Ray no hubiera intentado un aterrizaje en semejantes condiciones.
Detrás del Lear, un Bonanza estaba rodando hacia la rampa; cuando el aparato estuvo más cerca, Ray observó que era el que él llevaba dos meses codiciando.
—Ahí va tu avión —señaló Fog.
—Ojalá —contestó Ray.
El Bonanza aparcó y apagó los motores muy cerca de ellos y, cuando la rampa volvió a quedarse tranquila, Fog añadió:
—Tengo entendido que ha bajado el precio.
—¿A cuánto?
—Sobre los cuatrocientos veinticinco. Cuatrocientos cincuenta era un poco exagerado.

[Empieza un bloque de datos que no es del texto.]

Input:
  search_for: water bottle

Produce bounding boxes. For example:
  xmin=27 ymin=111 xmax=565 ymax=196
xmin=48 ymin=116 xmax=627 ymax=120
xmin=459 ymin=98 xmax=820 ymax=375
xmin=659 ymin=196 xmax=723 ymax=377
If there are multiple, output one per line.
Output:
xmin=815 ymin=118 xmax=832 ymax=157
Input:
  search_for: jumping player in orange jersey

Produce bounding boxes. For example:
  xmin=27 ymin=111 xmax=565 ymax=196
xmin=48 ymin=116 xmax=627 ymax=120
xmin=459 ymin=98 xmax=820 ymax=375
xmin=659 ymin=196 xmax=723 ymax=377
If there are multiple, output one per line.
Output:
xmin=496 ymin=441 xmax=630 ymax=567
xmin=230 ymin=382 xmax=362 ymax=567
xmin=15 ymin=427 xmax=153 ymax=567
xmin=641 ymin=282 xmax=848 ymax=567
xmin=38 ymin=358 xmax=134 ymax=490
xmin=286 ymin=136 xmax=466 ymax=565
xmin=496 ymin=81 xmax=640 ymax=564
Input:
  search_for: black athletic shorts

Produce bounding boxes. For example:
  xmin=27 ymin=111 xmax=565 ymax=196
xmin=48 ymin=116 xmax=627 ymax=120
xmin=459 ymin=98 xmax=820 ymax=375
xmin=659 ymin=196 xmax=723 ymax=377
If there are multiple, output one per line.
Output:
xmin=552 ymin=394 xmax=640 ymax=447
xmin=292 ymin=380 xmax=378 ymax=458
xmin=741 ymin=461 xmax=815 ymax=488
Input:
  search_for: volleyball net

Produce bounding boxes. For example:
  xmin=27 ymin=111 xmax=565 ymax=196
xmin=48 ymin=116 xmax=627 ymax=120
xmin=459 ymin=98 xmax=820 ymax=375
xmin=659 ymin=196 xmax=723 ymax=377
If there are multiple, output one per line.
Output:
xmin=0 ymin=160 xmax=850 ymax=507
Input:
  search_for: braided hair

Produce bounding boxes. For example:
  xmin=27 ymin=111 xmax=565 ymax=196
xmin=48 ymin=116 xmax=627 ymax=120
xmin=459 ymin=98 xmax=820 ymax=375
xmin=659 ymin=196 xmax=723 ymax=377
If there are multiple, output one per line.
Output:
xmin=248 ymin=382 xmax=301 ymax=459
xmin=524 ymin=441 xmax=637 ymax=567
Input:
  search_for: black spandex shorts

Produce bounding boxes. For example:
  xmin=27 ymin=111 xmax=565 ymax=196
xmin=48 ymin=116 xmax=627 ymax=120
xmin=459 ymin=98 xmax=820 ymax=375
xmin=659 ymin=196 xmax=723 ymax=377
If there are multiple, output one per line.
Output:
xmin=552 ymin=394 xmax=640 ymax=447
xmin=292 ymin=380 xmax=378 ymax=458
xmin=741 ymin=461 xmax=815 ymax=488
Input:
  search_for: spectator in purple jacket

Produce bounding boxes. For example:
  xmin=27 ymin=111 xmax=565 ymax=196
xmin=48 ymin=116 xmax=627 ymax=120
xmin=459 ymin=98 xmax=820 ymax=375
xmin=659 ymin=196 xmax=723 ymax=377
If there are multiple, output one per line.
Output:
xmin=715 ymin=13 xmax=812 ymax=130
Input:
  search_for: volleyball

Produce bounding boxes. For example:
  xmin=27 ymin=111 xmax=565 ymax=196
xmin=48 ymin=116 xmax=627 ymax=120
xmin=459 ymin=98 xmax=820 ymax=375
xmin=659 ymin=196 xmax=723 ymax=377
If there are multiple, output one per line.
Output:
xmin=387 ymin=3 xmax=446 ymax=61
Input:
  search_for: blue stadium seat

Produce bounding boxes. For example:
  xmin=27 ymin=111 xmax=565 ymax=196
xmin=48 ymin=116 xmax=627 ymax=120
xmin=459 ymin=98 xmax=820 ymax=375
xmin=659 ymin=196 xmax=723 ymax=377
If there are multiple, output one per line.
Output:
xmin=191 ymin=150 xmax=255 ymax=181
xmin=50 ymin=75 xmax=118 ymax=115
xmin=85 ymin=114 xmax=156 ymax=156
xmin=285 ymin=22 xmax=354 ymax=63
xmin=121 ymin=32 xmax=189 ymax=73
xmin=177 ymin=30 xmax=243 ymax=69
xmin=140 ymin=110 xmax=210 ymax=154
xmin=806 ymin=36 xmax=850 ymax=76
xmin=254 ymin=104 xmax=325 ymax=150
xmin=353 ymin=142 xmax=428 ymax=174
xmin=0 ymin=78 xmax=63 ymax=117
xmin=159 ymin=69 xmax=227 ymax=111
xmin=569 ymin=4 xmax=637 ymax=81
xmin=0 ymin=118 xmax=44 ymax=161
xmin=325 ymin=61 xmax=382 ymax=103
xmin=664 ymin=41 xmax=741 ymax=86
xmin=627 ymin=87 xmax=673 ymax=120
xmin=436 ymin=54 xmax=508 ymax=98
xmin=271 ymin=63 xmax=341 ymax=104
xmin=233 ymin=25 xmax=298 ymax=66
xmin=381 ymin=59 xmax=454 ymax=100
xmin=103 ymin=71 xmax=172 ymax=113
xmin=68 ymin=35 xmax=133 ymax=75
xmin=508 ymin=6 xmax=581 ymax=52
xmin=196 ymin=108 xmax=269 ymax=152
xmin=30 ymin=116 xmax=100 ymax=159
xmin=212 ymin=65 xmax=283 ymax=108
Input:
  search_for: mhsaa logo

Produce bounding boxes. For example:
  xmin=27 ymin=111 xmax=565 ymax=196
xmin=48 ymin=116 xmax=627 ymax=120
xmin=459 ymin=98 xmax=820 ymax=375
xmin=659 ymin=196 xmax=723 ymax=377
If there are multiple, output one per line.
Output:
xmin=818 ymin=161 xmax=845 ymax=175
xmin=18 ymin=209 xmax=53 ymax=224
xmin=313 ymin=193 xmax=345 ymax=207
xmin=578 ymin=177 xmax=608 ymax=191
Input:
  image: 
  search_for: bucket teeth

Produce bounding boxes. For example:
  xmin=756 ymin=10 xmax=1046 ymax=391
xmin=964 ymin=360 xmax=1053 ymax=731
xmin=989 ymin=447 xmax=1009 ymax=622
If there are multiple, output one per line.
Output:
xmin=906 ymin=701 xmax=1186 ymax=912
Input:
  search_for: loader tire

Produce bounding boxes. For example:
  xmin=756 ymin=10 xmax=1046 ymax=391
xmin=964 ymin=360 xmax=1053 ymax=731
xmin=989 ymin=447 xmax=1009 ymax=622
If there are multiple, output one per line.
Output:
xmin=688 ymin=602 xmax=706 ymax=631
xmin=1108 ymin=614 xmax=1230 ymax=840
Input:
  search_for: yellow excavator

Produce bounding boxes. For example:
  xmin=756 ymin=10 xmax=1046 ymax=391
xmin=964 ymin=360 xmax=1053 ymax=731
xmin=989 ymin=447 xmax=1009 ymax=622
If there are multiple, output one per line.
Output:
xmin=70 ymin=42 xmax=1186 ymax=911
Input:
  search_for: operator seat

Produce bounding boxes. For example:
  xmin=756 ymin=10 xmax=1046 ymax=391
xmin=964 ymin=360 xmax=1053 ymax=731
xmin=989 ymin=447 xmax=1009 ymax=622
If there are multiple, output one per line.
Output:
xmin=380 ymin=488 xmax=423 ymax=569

El propietario, que viajaba solo, descendió y sacó las maletas de la parte de atrás. Fog seguía escudriñando el cielo y consultando su reloj. Ray mantenía los ojos clavados en el Bonanza, cuyo propietario estaba cerrando la portezuela para marcharse.
—Vamos a tomarlo para dar una vuelta —dijo Ray.
—¿El Bonanza?
—Pues claro. ¿Cuánto cobra de alquiler?
—Es negociable. Conozco bien a este tío.
—Vamos a alquilarlo, por un día y efectuar un vuelo de ida y vuelta a Atlantic City.
Fog se olvidó de las nubes que se estaban acercando y del alumno novato para mirar a Ray.
—¿Lo dices en serio?
—¿Por qué no? Podría ser divertido.
Aparte de los vuelos y el póquer, Fog apenas tenía otros intereses.
—¿Cuándo?
—El sábado. Pasado mañana. Salimos temprano y regresamos tarde.
Fog se sumió súbitamente en una profunda reflexión. Consultó su reloj, miró una vez más hacia el oeste y después hacia el sur. Dick Docker gritó desde una ventana:
—Yankee Tango está a algo más de un kilómetro y medio.
—Gracias a Dios —murmuró Fog para sus adentros, relajándose visiblemente. Él y Ray se acercaron un poco más al Bonanza para examinarlo con más detenimiento—. El sábado, ¿eh?
—Sí, todo el día.
—Me pondré en contacto con el propietario. Estoy seguro de que podremos llegar a un acuerdo.
Los vientos amainaron un momento y Yankee Tango tomó tierra casi sin el menor esfuerzo. Fog se relajó todavía más y consiguió sonreír.
—No sabía que te gustara el juego —dijo mientras ambos cruzaban la rampa.
—Sólo un poco de blackjack, nada serio —dijo Ray.